Лев Толстой писал, что в «Войне и мире» его волнует мысль народная, а в «Анне Карениной» – мысль семейная. По первому впечатлению от спектакля Римаса Туминаса его волнует именно мысль семейная – перипетии любви Наташи Ростовой и князя Андрея, в то время как мысль народная на втором плане. В спектакле нет ни Наполеона, ни Кутузова, говорят о них мало, нет массовки, и народ представлен только в третьем акте (спектакль длится почти пять часов) в виде человека, одиноко мечущегося по сцене с ружьём в руках. Вообще можно сказать, что спектакль Туминаса – это мистерия об одиночестве. Очень часто герой оказывается на сцене один. Князь Андрей часто стоит на большом расстоянии от собеседника, повернувшись спиной к нему.
Кто такой князь Андрей? Даниил Андреев в «Розе мира» высказал суждение, что князь Андрей – сын Льва Николаевича Толстого. Он писал: «Возможно, что в следующем эоне, когда преображенное человечество приступит к спасению сорвавшихся в Магмы и Ядро Шаданакара, тот, кто нам известен как Андрей Болконский и ныне находящийся в Магирне, обретет своё воплощение в Энрофе и примет участие в великом творческом труде вместе со всеми нами».

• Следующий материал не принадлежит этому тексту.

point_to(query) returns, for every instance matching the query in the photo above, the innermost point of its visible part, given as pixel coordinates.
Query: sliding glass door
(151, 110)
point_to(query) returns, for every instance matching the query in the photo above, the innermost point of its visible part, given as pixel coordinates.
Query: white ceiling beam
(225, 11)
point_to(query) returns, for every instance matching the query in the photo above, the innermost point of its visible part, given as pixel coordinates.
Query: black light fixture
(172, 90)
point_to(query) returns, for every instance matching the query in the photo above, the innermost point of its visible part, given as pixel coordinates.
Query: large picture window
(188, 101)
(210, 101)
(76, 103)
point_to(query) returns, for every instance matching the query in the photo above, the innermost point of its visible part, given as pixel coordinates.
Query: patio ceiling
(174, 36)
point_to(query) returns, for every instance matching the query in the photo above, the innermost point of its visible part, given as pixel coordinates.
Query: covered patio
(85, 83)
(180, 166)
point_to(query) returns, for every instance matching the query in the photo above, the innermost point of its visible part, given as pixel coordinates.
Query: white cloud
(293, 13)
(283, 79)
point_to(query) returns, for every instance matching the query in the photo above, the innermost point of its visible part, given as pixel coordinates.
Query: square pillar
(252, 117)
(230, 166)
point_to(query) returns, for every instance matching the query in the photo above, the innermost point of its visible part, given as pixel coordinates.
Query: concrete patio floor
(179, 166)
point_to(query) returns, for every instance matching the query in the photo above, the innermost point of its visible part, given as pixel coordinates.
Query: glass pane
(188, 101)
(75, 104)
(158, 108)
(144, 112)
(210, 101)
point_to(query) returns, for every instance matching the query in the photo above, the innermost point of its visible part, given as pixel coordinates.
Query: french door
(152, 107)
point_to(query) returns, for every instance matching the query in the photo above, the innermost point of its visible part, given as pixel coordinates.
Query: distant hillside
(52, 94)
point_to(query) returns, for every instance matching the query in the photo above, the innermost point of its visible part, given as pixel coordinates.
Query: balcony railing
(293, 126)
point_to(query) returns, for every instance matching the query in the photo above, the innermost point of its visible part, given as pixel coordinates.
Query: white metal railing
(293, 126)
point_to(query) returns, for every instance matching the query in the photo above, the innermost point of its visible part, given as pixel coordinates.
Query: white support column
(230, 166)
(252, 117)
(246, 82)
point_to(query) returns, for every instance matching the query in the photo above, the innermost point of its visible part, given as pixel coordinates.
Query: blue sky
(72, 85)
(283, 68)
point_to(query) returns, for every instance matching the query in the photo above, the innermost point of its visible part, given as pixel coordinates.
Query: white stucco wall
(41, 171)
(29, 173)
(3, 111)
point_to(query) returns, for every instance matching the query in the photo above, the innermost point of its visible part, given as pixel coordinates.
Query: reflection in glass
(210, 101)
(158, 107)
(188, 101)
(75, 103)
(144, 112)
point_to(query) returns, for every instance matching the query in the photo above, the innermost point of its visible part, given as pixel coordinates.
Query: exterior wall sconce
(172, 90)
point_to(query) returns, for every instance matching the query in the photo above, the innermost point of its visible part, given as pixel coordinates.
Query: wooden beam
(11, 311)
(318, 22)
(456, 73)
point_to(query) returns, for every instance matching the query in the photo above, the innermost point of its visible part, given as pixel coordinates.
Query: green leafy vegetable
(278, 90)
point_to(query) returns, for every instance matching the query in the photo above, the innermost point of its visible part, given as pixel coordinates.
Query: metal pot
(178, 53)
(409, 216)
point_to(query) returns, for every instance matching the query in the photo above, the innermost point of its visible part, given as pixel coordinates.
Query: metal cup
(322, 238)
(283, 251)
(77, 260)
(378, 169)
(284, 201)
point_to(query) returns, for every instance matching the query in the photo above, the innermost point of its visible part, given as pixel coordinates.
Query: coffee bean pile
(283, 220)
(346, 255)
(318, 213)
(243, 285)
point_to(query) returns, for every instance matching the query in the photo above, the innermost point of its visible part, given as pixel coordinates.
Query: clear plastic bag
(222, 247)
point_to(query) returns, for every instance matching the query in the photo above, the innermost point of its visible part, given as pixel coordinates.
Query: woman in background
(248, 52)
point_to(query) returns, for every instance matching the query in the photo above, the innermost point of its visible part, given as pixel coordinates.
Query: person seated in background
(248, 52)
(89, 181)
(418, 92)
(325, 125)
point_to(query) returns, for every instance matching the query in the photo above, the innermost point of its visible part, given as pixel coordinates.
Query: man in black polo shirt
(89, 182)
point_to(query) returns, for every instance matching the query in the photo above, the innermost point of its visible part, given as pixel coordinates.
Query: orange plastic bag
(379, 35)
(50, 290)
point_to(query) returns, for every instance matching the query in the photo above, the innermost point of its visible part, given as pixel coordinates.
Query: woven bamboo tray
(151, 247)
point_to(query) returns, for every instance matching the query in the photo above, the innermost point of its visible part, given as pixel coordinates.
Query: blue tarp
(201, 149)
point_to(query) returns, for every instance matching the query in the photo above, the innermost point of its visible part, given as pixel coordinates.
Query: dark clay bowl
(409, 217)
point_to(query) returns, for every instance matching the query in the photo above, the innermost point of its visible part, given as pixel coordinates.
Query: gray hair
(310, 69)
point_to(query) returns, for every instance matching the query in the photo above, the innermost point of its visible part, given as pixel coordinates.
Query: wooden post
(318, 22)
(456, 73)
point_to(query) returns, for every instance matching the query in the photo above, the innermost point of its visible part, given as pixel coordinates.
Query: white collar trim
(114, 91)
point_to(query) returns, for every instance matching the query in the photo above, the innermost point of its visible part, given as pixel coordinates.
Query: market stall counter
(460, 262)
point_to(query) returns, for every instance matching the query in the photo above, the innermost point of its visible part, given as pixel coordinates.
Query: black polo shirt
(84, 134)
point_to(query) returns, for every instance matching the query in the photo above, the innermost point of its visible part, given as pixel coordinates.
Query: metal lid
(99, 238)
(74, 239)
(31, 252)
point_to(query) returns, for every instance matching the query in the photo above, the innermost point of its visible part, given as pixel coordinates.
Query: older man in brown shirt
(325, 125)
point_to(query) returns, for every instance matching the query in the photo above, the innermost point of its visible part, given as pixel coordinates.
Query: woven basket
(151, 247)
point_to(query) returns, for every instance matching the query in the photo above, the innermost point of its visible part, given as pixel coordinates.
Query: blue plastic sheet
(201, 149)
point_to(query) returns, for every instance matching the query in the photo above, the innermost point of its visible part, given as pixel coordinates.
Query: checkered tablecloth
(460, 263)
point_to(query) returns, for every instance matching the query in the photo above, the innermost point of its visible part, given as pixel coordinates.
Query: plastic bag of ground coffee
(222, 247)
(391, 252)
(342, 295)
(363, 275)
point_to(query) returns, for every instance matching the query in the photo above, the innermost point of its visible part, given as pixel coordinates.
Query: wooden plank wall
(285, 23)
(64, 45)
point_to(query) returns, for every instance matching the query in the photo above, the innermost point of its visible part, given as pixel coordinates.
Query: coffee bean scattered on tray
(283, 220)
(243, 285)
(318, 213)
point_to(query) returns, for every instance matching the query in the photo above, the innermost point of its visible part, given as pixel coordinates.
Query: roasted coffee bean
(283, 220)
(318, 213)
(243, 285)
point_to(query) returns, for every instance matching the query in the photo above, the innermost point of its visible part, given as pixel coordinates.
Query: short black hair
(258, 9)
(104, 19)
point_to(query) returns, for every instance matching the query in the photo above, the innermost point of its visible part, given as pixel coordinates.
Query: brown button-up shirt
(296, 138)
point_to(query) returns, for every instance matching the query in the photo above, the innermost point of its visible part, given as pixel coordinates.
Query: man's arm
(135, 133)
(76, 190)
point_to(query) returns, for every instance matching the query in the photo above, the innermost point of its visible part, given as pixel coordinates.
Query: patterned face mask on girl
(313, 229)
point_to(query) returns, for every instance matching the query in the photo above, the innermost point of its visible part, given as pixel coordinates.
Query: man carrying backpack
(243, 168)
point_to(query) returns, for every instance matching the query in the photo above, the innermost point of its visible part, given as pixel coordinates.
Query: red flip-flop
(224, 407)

Возможно, и так. Но князь Андрей у Римаса Туминаса неприятный персонаж. Он в своём тщеславии явно повторяет путь доктора Фаустуса Томаса Манна. Он заключил договор с дьяволом, чёрным бритым человеком, который играет важнейшую роль в спектакле Туминаса и символизирует собой смерть.
« – Берегись! – послышался испуганный крик солдата, и, как свистящая на быстром полете, приседающая на землю птичка, в двух шагах от князя Андрея, подле лошади батальонного командира, негромко шлепнулась граната. Лошадь первая, не спрашивая того, хорошо или дурно было высказывать страх, фыркнула, взвилась, чуть не сронив майора, и отскакала в сторону. Ужас лошади сообщился людям.
– Ложись! – крикнул голос адъютанта, прилегшего к земле. Князь Андрей стоял в нерешительности. Граната, как волчок, дымясь, вертелась между ним и лежащим адъютантом, на краю пашни и луга, подле куста полыни.
Неужели это смерть? – думал князь Андрей, совершенно новым, завистливым взглядом глядя на траву, на полынь и на струйку дыма, вьющуюся от вертящегося черного мячика. – Я не могу, я не хочу умереть, я люблю жизнь, люблю эту траву, землю, воздух.. . – Он думал это и вместе с тем помнил о том, что на него смотрят.
– Стыдно, господин офицер! – сказал он адъютанту. – Какой… – он не договорил. В одно и то же время послышался взрыв, свист осколков как бы разбитой рамы, душный запах пороха – и князь Андрей рванулся в сторону и, подняв кверху руку, упал на грудь».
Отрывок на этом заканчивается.